- Theatrical release poster
- Chinese: 兔子镇的火狐狸
- Directed by: Ge Shuiying
- Produced by: Xia Bing Jin Hao Hu Xue Peng
- Starring: Qiao Shiyu Yu Zhou Zhang Yaohan Shang Hong Xuan Xiaoming Chen Hao Zhang Wei Li Zhiwei
- Production companies: Kunshan Zhangpu Haoshanshui Animation Beijing Shuzi Linghai Films Technology Erduosishi Hengqida Media
- Distributed by: Beijing G-POINT Film Culture Media 河南约克动漫影视股份有限公司 维乐享电影文化（北京）有限公司 Aiweixiao Culture Media (Beijing)
- Release date: 30 October 2015 (China);
- Running time: 90 minutes
- Country: China
- Language: Mandarin
- Box office: CN¥1.3 million

= Agent F.O.X. =

Agent F.O.X. (兔子镇的火狐狸), also known as The Firefox of Bunnington Burrows, is a 2015 Chinese animated fantasy adventure film directed by Ge Shuiying. The film was released on 30 October 2015 in both 2D and 3D.

== Plot ==

Super spy Agent F.O.X. arrives in Carrot Town intending to complete one objective, which is to infiltrate the community of friendly rabbits and locate a mysterious artifact.

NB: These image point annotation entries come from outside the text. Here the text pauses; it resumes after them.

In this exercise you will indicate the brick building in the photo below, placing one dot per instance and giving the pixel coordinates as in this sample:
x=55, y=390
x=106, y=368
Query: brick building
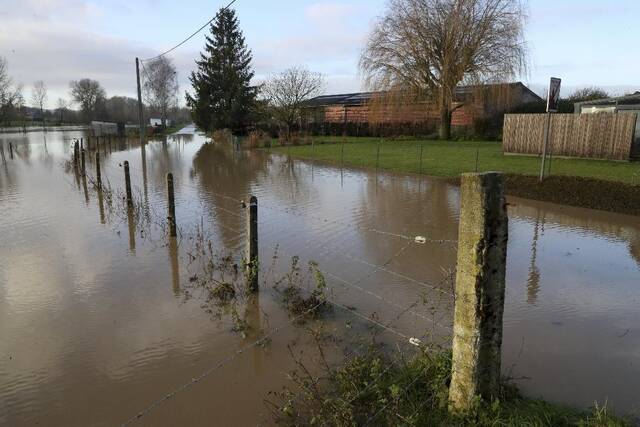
x=373, y=108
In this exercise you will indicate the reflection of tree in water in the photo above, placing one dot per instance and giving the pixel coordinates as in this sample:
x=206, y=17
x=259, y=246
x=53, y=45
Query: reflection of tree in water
x=220, y=170
x=404, y=204
x=634, y=248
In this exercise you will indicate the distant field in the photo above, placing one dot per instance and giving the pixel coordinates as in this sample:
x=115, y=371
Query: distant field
x=450, y=159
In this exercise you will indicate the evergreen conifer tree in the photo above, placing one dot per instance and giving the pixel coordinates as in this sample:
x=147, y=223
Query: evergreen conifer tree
x=223, y=97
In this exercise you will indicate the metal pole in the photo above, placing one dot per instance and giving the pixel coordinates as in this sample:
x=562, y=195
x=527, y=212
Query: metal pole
x=545, y=146
x=171, y=214
x=127, y=183
x=252, y=244
x=140, y=110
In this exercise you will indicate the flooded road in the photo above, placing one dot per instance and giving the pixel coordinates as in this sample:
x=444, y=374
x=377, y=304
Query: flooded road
x=100, y=323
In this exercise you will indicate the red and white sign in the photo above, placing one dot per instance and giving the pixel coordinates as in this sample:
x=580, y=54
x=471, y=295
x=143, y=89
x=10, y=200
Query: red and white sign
x=554, y=95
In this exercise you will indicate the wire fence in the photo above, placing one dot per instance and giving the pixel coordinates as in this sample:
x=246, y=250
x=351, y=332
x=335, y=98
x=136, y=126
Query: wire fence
x=395, y=311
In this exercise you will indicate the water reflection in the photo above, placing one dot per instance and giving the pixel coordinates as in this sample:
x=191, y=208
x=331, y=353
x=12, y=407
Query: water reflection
x=87, y=316
x=533, y=281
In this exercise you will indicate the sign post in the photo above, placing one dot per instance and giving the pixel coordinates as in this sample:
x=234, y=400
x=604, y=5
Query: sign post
x=552, y=107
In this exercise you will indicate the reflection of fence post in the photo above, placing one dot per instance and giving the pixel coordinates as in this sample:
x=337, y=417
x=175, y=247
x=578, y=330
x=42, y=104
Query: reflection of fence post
x=171, y=206
x=127, y=183
x=98, y=174
x=252, y=243
x=480, y=284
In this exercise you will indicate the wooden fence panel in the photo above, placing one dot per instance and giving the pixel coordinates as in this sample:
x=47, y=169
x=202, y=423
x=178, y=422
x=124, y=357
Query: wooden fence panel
x=597, y=136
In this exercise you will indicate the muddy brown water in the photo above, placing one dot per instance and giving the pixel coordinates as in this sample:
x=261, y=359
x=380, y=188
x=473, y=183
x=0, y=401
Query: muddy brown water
x=98, y=323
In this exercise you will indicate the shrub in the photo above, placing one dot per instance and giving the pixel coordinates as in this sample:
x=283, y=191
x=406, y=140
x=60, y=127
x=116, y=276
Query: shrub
x=258, y=138
x=222, y=136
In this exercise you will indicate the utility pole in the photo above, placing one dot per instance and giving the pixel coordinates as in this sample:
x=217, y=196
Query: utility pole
x=140, y=112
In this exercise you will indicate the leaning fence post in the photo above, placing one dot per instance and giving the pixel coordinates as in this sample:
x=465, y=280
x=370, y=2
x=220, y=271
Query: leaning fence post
x=98, y=174
x=479, y=292
x=252, y=244
x=127, y=183
x=76, y=154
x=171, y=206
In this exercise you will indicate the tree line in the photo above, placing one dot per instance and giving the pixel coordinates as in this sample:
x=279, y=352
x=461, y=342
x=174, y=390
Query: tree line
x=88, y=96
x=419, y=49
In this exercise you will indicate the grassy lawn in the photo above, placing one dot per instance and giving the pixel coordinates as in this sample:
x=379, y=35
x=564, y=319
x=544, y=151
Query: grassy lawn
x=450, y=159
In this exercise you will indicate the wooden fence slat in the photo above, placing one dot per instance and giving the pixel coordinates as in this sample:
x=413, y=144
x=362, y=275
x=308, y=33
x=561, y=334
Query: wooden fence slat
x=599, y=136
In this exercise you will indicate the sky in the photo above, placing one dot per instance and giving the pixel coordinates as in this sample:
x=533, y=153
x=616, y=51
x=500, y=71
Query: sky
x=585, y=42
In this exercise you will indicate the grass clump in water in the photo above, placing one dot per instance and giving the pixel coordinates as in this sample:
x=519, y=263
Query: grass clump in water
x=300, y=298
x=372, y=390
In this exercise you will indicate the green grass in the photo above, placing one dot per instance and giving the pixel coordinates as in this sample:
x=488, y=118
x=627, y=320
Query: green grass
x=368, y=390
x=450, y=159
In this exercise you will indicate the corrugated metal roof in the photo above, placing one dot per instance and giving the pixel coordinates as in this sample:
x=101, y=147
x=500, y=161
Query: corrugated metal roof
x=359, y=98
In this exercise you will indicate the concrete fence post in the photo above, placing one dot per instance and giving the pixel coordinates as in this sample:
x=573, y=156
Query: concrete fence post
x=171, y=206
x=252, y=244
x=98, y=173
x=127, y=183
x=76, y=154
x=479, y=291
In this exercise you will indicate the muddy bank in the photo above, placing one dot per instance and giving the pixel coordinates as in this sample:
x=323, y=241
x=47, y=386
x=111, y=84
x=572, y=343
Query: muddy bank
x=575, y=191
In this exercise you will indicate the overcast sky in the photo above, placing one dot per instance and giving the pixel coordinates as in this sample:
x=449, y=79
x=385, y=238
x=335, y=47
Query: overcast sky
x=586, y=42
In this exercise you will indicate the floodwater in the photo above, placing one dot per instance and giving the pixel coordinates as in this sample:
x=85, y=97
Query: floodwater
x=101, y=324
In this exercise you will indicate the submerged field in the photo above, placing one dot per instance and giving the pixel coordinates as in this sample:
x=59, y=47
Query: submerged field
x=451, y=158
x=104, y=320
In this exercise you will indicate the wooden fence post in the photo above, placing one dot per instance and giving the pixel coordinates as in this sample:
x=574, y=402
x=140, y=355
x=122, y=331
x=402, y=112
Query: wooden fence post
x=171, y=206
x=479, y=293
x=127, y=183
x=98, y=174
x=76, y=154
x=252, y=244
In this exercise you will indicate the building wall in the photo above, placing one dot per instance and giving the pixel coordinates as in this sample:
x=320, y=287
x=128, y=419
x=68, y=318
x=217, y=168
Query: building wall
x=420, y=113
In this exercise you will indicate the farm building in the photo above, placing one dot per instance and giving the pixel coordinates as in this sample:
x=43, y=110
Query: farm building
x=621, y=104
x=471, y=104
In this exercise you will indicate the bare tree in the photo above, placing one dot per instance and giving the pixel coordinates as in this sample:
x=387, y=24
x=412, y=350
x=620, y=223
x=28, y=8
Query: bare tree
x=161, y=86
x=287, y=91
x=39, y=96
x=89, y=94
x=61, y=107
x=11, y=99
x=431, y=46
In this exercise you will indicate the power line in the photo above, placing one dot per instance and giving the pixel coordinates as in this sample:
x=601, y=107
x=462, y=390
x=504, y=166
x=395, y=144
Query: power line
x=191, y=36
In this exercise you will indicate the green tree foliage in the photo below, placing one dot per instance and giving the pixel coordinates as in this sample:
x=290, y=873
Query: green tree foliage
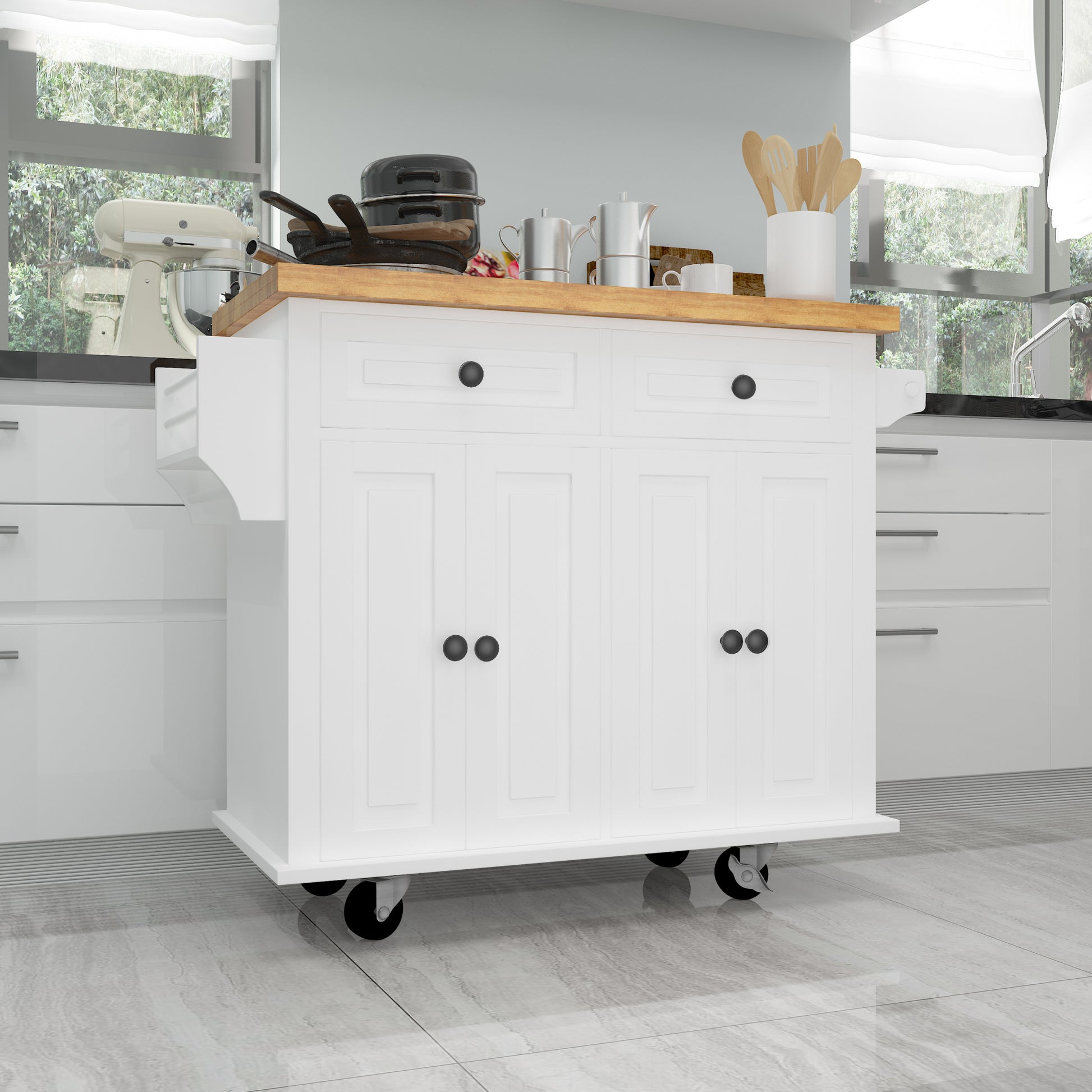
x=963, y=345
x=106, y=95
x=52, y=211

The mission goes awry, however, when the secret agent is mistaken for a distant cousin.

==Voice cast==
- Qiao Shiyu as 017
- Yu Zhou as Princess
- Zhang Yaohan as Foretooth King
- Shang Hong as Big Eye Rabbit
- Xuan Xiaoming as Big Tiger
- Chen Hao as Shadow-less Rabbit
- Zhang Wei as Day-dreaming Rabbit
- Li Zhiwei as Captain Fox

==Box office==
The film has earned (US$209,000) at the Chinese box office.